Ayette de bildirildiği gibi insanların Allah'ı bırakıp, dünya hayatında kendine dost ve veli olarak seçtiği kişiler Allah dilemedikçe hiçbir şeye güç yetiremeyen aciz varlıklardır. Bu varlıkların insanı herhangi bir zorluktan, sıkıntıdan ya da afetten kurtarması kesinlikle mümkün değildir. Bir başka ayette bu gerçek şöyle haber verilir:

Allah'ı bırakıp kendilerine zarar vermeyecek ve yararları dokunmayacak şeylere kulluk ederler ve: "Bunlar Allah Katında bizim şefaatçilerimizdir" derler. De ki: "Siz, Allah'a, göklerde ve yerde bilmediği bir şey mi haber veriyorsunuz? O, sizin şirk koştuklarınızdan uzak ve yücedir." (Yunus Suresi, 18)

Kehf Suresi 28

Sen de sabah akşam O'nun rızasını isteyerek Rablerine dua edenlerle birlikte sabret. Dünya hayatının (aldatıcı) süsünü isteyerek gözlerini onlardan kaydırma. Kalbini Bizi zikretmekten gaflete düşürdüğümüz, kendi 'istek ve tutkularına (hevasına)' uyan ve işinde aşırılığa gidene itaat etme.
(Kehf Suresi, 28)

Bu ayette sadece Allah'ın rızasını hedefleyerek, sabah akşam sürekli Allah'a dua etmenin önemine dikkat çekilmektedir. Dua insan için çok büyük bir nimet ve Allah'a yakınlaşmak için bir yoldur. İnsan, günün her anında, her ortamda Allah'a dua edebilir. Allah "Sizin duanız olmasaydı Rabbim size değer verir miydi?..." (Furkan Suresi, 77) ayetiyle duanın önemini bildirmektedir. Bir başka ayette Allah insanlara şu şekilde seslenmektedir:

Kullarım Beni sana soracak olursa, muhakkak ki Ben (onlara) pek yakınım. Bana dua ettiği zaman dua edenin duasına cevap veririm. Öyleyse, onlar da Benim çağrıma cevap versinler ve Bana iman etsinler. Umulur ki irşad (doğru yolu bulmuş) olurlar. (Bakara Suresi, 186)

Ayetin devamında Allah insanlara dünya hayatının geçici metalarından etkilenmemeleri gerektiğini tekrar hatırlatmaktadır. Çünkü bu dünya hayatı –daha önce de belirttiğimiz gibi- insanlar için bir denemedir. Kehf Suresi'nde dünya hayatındaki evlerin, arabaların, yatların, villaların, altınların, gümüşlerin, gösterişli kıyafetlerin ve daha binlerce süsün yaratılış amacını Allah şu şekilde bildirir:

Şüphesiz Biz, yeryüzü üzerindeki şeyleri ona bir süs kıldık; onların hangisinin daha güzel davranışta bulunduğunu deneyelim diye. (Kehf Suresi, 7)

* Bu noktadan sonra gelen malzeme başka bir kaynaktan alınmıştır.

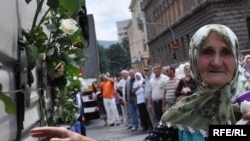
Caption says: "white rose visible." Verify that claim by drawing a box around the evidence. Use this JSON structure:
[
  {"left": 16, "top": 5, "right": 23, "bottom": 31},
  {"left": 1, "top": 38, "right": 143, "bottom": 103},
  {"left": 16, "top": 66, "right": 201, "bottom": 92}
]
[{"left": 59, "top": 19, "right": 78, "bottom": 35}]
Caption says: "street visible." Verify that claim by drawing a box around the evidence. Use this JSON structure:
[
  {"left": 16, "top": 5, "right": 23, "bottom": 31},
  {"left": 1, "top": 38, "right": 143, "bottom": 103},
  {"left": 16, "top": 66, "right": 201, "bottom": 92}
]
[{"left": 86, "top": 119, "right": 149, "bottom": 141}]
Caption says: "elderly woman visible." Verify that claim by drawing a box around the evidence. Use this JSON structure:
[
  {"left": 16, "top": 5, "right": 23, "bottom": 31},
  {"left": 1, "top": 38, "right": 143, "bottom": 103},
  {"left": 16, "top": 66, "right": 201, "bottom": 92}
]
[
  {"left": 175, "top": 62, "right": 197, "bottom": 101},
  {"left": 31, "top": 24, "right": 250, "bottom": 141},
  {"left": 146, "top": 24, "right": 246, "bottom": 141}
]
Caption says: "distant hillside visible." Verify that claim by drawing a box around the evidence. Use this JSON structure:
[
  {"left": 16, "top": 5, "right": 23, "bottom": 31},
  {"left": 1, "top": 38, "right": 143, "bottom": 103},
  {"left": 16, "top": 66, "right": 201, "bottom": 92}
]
[{"left": 98, "top": 40, "right": 118, "bottom": 48}]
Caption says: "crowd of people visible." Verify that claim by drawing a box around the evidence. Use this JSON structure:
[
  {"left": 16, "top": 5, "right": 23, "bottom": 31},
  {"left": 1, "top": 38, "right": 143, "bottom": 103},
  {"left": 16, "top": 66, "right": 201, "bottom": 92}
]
[{"left": 31, "top": 24, "right": 250, "bottom": 141}]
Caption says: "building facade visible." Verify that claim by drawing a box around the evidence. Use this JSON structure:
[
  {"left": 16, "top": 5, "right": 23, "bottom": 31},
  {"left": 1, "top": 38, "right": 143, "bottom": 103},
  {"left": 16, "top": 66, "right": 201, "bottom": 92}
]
[
  {"left": 116, "top": 19, "right": 131, "bottom": 43},
  {"left": 128, "top": 0, "right": 149, "bottom": 72},
  {"left": 142, "top": 0, "right": 250, "bottom": 65}
]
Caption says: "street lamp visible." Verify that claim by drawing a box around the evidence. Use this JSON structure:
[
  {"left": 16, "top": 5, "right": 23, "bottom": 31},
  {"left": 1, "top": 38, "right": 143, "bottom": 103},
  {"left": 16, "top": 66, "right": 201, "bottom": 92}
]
[{"left": 108, "top": 61, "right": 121, "bottom": 75}]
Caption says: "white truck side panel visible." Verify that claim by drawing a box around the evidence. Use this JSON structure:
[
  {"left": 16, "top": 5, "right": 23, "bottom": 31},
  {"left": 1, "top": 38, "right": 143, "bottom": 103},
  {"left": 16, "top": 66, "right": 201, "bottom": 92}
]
[{"left": 0, "top": 0, "right": 50, "bottom": 141}]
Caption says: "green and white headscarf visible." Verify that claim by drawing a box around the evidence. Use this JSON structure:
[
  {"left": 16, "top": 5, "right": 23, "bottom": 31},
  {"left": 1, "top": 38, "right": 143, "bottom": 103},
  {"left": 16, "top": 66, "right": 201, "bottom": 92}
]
[{"left": 161, "top": 24, "right": 239, "bottom": 137}]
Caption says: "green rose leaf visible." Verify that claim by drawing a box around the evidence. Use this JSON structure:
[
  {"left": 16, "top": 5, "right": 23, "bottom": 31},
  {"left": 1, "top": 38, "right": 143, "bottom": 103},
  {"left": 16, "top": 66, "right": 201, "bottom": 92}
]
[
  {"left": 25, "top": 45, "right": 39, "bottom": 67},
  {"left": 25, "top": 0, "right": 31, "bottom": 4},
  {"left": 47, "top": 47, "right": 55, "bottom": 56},
  {"left": 59, "top": 0, "right": 79, "bottom": 13},
  {"left": 0, "top": 92, "right": 16, "bottom": 114},
  {"left": 47, "top": 0, "right": 59, "bottom": 11},
  {"left": 46, "top": 24, "right": 57, "bottom": 32}
]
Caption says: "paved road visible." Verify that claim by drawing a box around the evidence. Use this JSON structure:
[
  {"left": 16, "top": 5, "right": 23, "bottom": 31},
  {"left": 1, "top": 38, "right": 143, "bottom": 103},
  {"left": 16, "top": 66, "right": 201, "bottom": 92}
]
[{"left": 86, "top": 119, "right": 148, "bottom": 141}]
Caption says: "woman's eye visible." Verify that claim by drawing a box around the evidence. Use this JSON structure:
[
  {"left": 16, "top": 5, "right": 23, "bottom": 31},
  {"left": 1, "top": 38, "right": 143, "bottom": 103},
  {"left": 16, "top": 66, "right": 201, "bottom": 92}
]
[
  {"left": 201, "top": 48, "right": 214, "bottom": 55},
  {"left": 221, "top": 49, "right": 232, "bottom": 55}
]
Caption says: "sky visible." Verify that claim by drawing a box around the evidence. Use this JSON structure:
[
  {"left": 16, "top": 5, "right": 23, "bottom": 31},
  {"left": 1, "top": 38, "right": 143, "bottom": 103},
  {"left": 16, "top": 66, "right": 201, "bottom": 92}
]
[{"left": 86, "top": 0, "right": 132, "bottom": 41}]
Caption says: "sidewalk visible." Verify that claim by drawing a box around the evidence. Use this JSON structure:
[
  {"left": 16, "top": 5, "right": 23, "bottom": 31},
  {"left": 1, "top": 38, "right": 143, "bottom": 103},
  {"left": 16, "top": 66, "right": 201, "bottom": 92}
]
[{"left": 86, "top": 119, "right": 149, "bottom": 141}]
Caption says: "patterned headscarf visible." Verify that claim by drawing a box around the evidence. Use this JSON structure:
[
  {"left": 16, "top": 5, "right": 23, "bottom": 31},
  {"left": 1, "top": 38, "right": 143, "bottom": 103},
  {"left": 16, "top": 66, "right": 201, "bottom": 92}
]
[{"left": 162, "top": 24, "right": 239, "bottom": 137}]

İnsan dünyada sadece birkaç 10 yıl kalacak ve sonra bir anda kendini hesaba çekilirken bulacaktır. Çünkü dünya hayatı çok hızlı geçmektedir. Allah "Gerçek şu ki bunlar, çarçabuk geçmekte olan (dünyay)ı seviyorlar. Önlerinde bulunan ağır bir günü bırakıyorlar" (İnsan Suresi, 27) ayetiyle insanlara bu gerçeği hatırlatmaktadır. İnsanların göz ardı ettikleri ahiret hayatı ise sonsuza dek sürecektir ve insanın, kendisinden kaçamayacağı bir gerçektir. O nedenle insanın bu geçici dünya süslerine aldanıp, sonsuz ahiret hayatını unutması çok büyük bir hatadır. Allah ayetlerinde şu şekilde bildirir:

Dünya hayatı yalnızca bir oyun ve bir oyalanmadan başkası değildir. Korkup-sakınmakta olanlar için ahiret yurdu gerçekten daha hayırlıdır. Yine de akıl erdirmeyecek misiniz? (Enam Suresi, 32)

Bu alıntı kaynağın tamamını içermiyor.